The recession has cost the jobs of 30,000 California teachers and 10,000 support staff, education officials said.

“We’re seeing the dismantling of what we used to enjoy as a solid comprehensive education,” said state Superintendent of Public Instruction Tom Torlakson.

Over at Intercepts, Mike Antonucci has the real story:

The union’s state of emergency site claims the chairs “represent the 40,000 educators (30,000 teachers and 10,000 support professionals) who have been laid off over the past 3 years due to the state budget crisis.” There is the additional claim that “More than 40,000 educators and support staff have been laid off in the past three years. This year, another 20,000 teachers could be lost.”

I’m not even going to try to determine where CTA got its numbers. Its rhetoric clearly states that these are education employees who were laid off and did not return.

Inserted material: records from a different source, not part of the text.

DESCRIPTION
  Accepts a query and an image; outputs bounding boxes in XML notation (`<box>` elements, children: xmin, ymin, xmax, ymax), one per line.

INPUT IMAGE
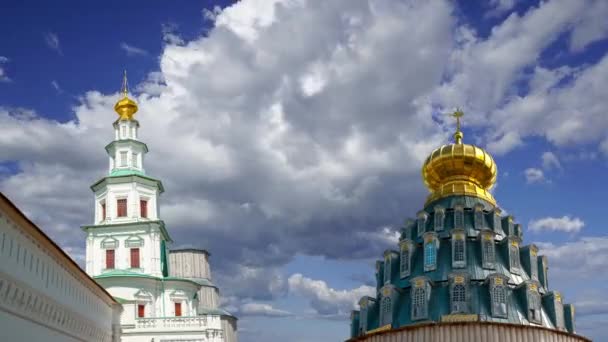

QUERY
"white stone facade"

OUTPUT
<box><xmin>0</xmin><ymin>195</ymin><xmax>121</xmax><ymax>342</ymax></box>
<box><xmin>82</xmin><ymin>103</ymin><xmax>236</xmax><ymax>342</ymax></box>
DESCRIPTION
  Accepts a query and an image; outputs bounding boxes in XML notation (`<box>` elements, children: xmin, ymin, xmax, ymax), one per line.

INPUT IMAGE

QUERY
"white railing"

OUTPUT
<box><xmin>135</xmin><ymin>316</ymin><xmax>207</xmax><ymax>329</ymax></box>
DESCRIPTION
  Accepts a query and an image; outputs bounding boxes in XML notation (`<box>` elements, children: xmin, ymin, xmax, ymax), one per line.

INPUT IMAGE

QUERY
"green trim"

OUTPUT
<box><xmin>93</xmin><ymin>270</ymin><xmax>200</xmax><ymax>286</ymax></box>
<box><xmin>109</xmin><ymin>169</ymin><xmax>147</xmax><ymax>177</ymax></box>
<box><xmin>80</xmin><ymin>220</ymin><xmax>173</xmax><ymax>242</ymax></box>
<box><xmin>114</xmin><ymin>297</ymin><xmax>135</xmax><ymax>304</ymax></box>
<box><xmin>91</xmin><ymin>174</ymin><xmax>165</xmax><ymax>193</ymax></box>
<box><xmin>105</xmin><ymin>139</ymin><xmax>148</xmax><ymax>153</ymax></box>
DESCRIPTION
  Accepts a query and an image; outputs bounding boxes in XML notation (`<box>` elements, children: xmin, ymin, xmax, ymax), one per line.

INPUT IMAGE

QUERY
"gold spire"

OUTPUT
<box><xmin>114</xmin><ymin>70</ymin><xmax>138</xmax><ymax>120</ymax></box>
<box><xmin>422</xmin><ymin>109</ymin><xmax>497</xmax><ymax>205</ymax></box>
<box><xmin>452</xmin><ymin>108</ymin><xmax>464</xmax><ymax>144</ymax></box>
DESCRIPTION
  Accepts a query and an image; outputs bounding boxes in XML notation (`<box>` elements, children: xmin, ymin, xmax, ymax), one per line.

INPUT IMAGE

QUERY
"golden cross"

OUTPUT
<box><xmin>452</xmin><ymin>108</ymin><xmax>464</xmax><ymax>132</ymax></box>
<box><xmin>120</xmin><ymin>70</ymin><xmax>129</xmax><ymax>97</ymax></box>
<box><xmin>452</xmin><ymin>108</ymin><xmax>464</xmax><ymax>144</ymax></box>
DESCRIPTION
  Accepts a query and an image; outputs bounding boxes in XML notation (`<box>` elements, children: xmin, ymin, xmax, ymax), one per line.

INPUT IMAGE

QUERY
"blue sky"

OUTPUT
<box><xmin>0</xmin><ymin>0</ymin><xmax>608</xmax><ymax>342</ymax></box>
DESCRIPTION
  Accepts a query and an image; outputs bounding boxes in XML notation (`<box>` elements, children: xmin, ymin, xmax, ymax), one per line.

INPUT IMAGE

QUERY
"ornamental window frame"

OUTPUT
<box><xmin>449</xmin><ymin>273</ymin><xmax>470</xmax><ymax>314</ymax></box>
<box><xmin>383</xmin><ymin>250</ymin><xmax>393</xmax><ymax>285</ymax></box>
<box><xmin>100</xmin><ymin>236</ymin><xmax>120</xmax><ymax>249</ymax></box>
<box><xmin>133</xmin><ymin>290</ymin><xmax>154</xmax><ymax>319</ymax></box>
<box><xmin>118</xmin><ymin>151</ymin><xmax>129</xmax><ymax>167</ymax></box>
<box><xmin>526</xmin><ymin>283</ymin><xmax>543</xmax><ymax>324</ymax></box>
<box><xmin>507</xmin><ymin>238</ymin><xmax>521</xmax><ymax>274</ymax></box>
<box><xmin>358</xmin><ymin>296</ymin><xmax>376</xmax><ymax>336</ymax></box>
<box><xmin>416</xmin><ymin>211</ymin><xmax>428</xmax><ymax>237</ymax></box>
<box><xmin>479</xmin><ymin>229</ymin><xmax>496</xmax><ymax>270</ymax></box>
<box><xmin>473</xmin><ymin>204</ymin><xmax>485</xmax><ymax>230</ymax></box>
<box><xmin>502</xmin><ymin>215</ymin><xmax>515</xmax><ymax>236</ymax></box>
<box><xmin>530</xmin><ymin>245</ymin><xmax>539</xmax><ymax>280</ymax></box>
<box><xmin>410</xmin><ymin>276</ymin><xmax>431</xmax><ymax>321</ymax></box>
<box><xmin>452</xmin><ymin>228</ymin><xmax>467</xmax><ymax>268</ymax></box>
<box><xmin>378</xmin><ymin>285</ymin><xmax>396</xmax><ymax>326</ymax></box>
<box><xmin>433</xmin><ymin>205</ymin><xmax>445</xmax><ymax>232</ymax></box>
<box><xmin>492</xmin><ymin>208</ymin><xmax>502</xmax><ymax>234</ymax></box>
<box><xmin>423</xmin><ymin>232</ymin><xmax>439</xmax><ymax>272</ymax></box>
<box><xmin>399</xmin><ymin>239</ymin><xmax>416</xmax><ymax>279</ymax></box>
<box><xmin>488</xmin><ymin>273</ymin><xmax>509</xmax><ymax>318</ymax></box>
<box><xmin>553</xmin><ymin>291</ymin><xmax>566</xmax><ymax>329</ymax></box>
<box><xmin>454</xmin><ymin>204</ymin><xmax>464</xmax><ymax>229</ymax></box>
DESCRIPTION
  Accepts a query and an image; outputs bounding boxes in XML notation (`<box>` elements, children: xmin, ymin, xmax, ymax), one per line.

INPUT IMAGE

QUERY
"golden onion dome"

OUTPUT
<box><xmin>114</xmin><ymin>71</ymin><xmax>138</xmax><ymax>120</ymax></box>
<box><xmin>422</xmin><ymin>110</ymin><xmax>497</xmax><ymax>205</ymax></box>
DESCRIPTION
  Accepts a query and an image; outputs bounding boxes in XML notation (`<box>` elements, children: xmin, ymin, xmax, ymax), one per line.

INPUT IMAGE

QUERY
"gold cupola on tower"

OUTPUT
<box><xmin>422</xmin><ymin>110</ymin><xmax>497</xmax><ymax>206</ymax></box>
<box><xmin>114</xmin><ymin>71</ymin><xmax>138</xmax><ymax>120</ymax></box>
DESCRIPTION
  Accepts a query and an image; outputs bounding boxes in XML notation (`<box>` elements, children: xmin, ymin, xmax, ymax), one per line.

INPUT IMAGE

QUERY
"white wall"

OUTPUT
<box><xmin>0</xmin><ymin>198</ymin><xmax>120</xmax><ymax>341</ymax></box>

Here are the actual numbers from the California Department of Education’s DataQuest:

2005-06
Number of teachers – 307,864
Number of classified staff – 285,501
Total – 593,365

2006-07
Number of teachers – 308,790
Number of classified staff – 287,613
Total – 596,403 (up 3,038)

2007-08
Number of teachers – 310,361
Number of classified staff – 294,202
Total – 604,563 (up 8,160)

2008-09
Number of teachers – 306,887
Number of classified staff – 303,607
Total – 610,494 (up 5,931)

2009-10
Number of teachers – 299,666
Number of classified staff – 300,734
Total – 600,400 (down 10,094)

There are no teacher numbers available for 2010-11 but the number of classified staff was reduced an additional 9,140.

You can worm your way to 40,000 if you assume 21,000 teachers were laid off in 2010-11. That would mean virtually every teacher who received a pink slip last year was laid off,something we know isn’t true.

Regardless, there is no denying there are sizable layoffs of education staff going on in California. They seem a little less devastating and apocalyptic when you see they were preceded by adding more than 17,000 jobs over three years.

This of course calls into question all the data in the AP article in every state as the unions seem to be the number one source, which I’m sure the reporter did not verify with actual state data.